Data Mining with R

 

This course introduces some of most important and popular techniques in data-mining applications with R.
Data mining is the computational process of discovering patterns in large data sets.
During the two-days course we will review a wide variety of techniques to catch information from big amount of data: Dimensionality reduction, Clustering, Classification and Prediction examples will be presented and deepened.

Audience

Anyone who is already using R and wants to get an overview of data-mining techniques with R. Some background in theoretical statistics, probability, linear and logistic regression is required.

Attendees

6 attendees max.

Course organization

The course will start with an introduction to basic methods for data description.
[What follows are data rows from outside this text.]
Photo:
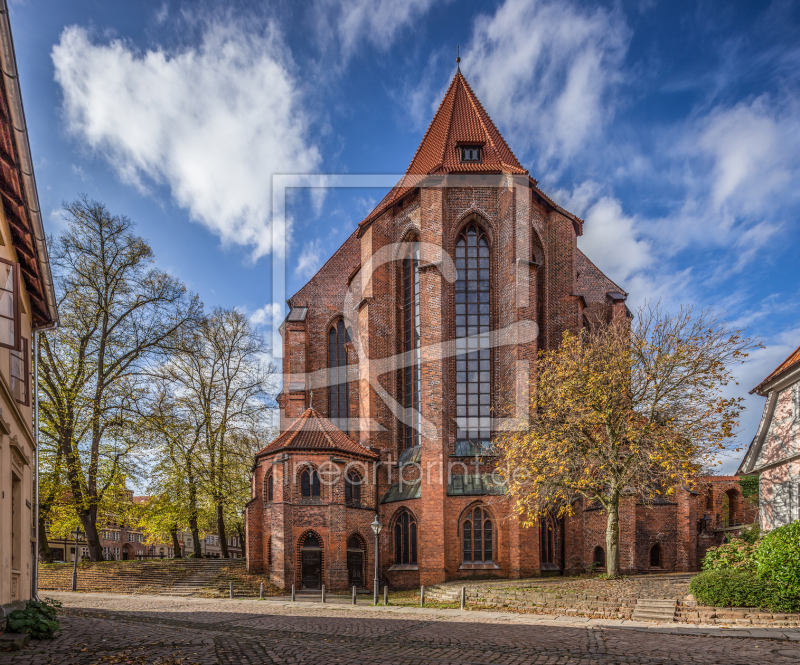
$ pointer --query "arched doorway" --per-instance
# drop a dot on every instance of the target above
(311, 563)
(355, 562)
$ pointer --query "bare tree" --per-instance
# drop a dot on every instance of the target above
(118, 315)
(222, 373)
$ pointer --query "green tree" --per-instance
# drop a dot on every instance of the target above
(119, 315)
(624, 409)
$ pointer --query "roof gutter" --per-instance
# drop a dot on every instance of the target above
(8, 63)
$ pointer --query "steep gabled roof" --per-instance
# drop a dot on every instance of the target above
(789, 363)
(311, 431)
(460, 120)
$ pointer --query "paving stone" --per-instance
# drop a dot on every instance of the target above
(158, 630)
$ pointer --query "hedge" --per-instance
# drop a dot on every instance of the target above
(742, 588)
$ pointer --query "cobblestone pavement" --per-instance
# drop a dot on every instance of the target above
(140, 630)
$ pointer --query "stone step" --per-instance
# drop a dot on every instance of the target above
(655, 609)
(14, 641)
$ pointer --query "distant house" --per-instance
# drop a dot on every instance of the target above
(774, 453)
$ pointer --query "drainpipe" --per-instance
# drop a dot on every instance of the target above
(35, 353)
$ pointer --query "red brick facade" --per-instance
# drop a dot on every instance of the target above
(537, 275)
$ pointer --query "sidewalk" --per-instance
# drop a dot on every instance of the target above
(341, 602)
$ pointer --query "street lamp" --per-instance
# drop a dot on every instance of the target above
(376, 529)
(77, 535)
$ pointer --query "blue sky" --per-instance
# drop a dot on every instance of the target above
(672, 128)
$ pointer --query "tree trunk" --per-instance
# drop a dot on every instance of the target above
(89, 522)
(612, 537)
(44, 546)
(223, 538)
(242, 542)
(176, 545)
(198, 551)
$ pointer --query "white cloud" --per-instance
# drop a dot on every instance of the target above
(547, 71)
(377, 22)
(310, 259)
(269, 315)
(754, 148)
(212, 122)
(613, 242)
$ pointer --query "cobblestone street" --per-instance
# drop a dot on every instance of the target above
(156, 629)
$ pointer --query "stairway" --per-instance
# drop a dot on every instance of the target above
(655, 609)
(200, 578)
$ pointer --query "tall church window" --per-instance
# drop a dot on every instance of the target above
(474, 357)
(405, 539)
(352, 488)
(338, 411)
(478, 533)
(309, 484)
(412, 379)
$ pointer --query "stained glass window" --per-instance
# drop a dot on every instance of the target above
(337, 337)
(473, 353)
(411, 346)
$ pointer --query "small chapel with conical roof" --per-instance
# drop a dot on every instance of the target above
(405, 355)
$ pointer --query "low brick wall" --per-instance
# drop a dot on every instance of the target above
(601, 599)
(140, 577)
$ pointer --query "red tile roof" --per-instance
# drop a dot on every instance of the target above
(789, 363)
(313, 432)
(460, 120)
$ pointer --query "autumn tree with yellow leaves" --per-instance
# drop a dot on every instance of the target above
(632, 407)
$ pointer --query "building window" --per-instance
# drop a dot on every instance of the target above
(478, 536)
(470, 153)
(9, 305)
(337, 338)
(309, 484)
(405, 539)
(474, 356)
(655, 556)
(19, 373)
(547, 539)
(599, 557)
(352, 488)
(412, 377)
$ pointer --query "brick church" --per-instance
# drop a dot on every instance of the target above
(406, 352)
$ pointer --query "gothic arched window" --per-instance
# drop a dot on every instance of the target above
(352, 487)
(412, 379)
(474, 356)
(309, 484)
(478, 536)
(338, 408)
(405, 539)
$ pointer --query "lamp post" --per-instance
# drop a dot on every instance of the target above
(77, 534)
(376, 529)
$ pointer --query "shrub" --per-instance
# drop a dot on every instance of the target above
(741, 588)
(738, 554)
(777, 557)
(38, 619)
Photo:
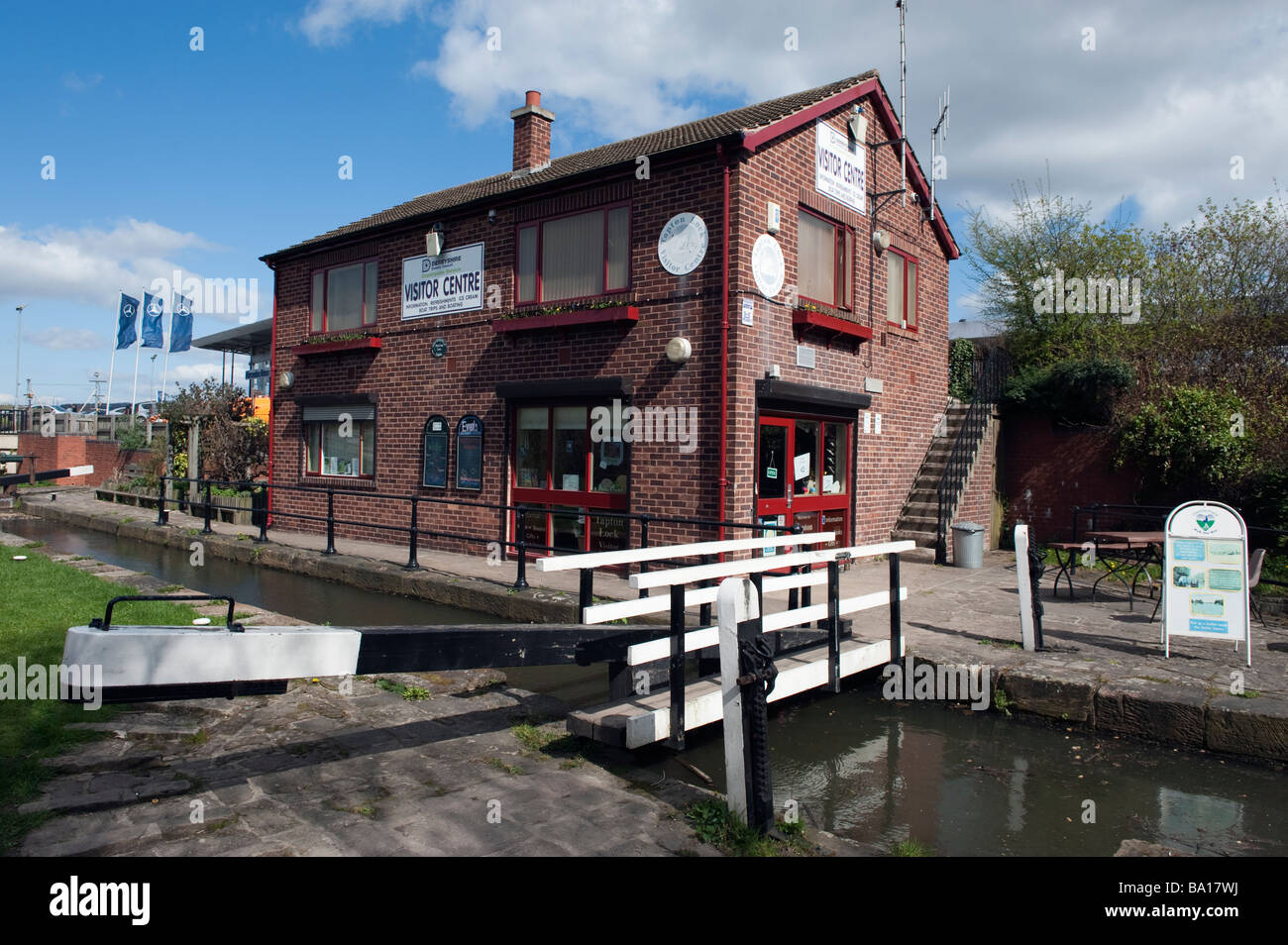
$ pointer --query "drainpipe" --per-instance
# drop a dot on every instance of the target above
(724, 345)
After that, we will review the most popular techniques for data/dimensionality reduction, as Multidimensional Scaling, Principal Components Analysis, Correspondence Analysis. Next, we will focus on methods for searching for “natural subgroups” within data, as Hierachical/non hierarchical Cluster Analysis, Gaussian Mixtures Models.

The end of first day and the begin of second day will present techniques for classification analysis (Linear/Quadratic Discriminant Analysis, Logistic Regression, K-Nearest-Neighborhood,…).

Finally, in remaining part of second day, we will review some techniques for variables selection, collinearity reduction, and best prediction for regression models (PCA regresssion, Ridge Regression, Lasso Regression, Elastic-Net regression, ..)

 

Outline

  • Univariate Descriptive Statistics
  • Reduction of Data Dimensions (MDS, PCA and EFA, CA)
  • Clustering (HC, NHC, GMM)
  • Classification (LDA, KNN) 
  • Prediction (Several techniques to model data)

Cost

The cost of a 2 day course is 800 + VAT per person, which includes lunch, comprehensive course materials plus 1 hour of individual online post course support for each student within 30 days from course date.

Discounts

We offer an academic discount for those engaged in full time studies or research. Please contact us for further information.

 

Date

Next session will be in Spring, the dates will be available soon, for any further information you can contact us here.

Location

Quantide premises
Corso Italia, 85
20025 Legnano, MI
Italy

Teacher

Enrico Pegoraro
Enrico Pegoraro works in R training and consulting activities, with a special focus on Six Sigma, industrial statistical analysis and corporate training courses. Enrico graduated in Statistics from the University of Padua.
He has taught statistical models and R for hundreds of hours during specialized and applied courses, in universities, masters and companies.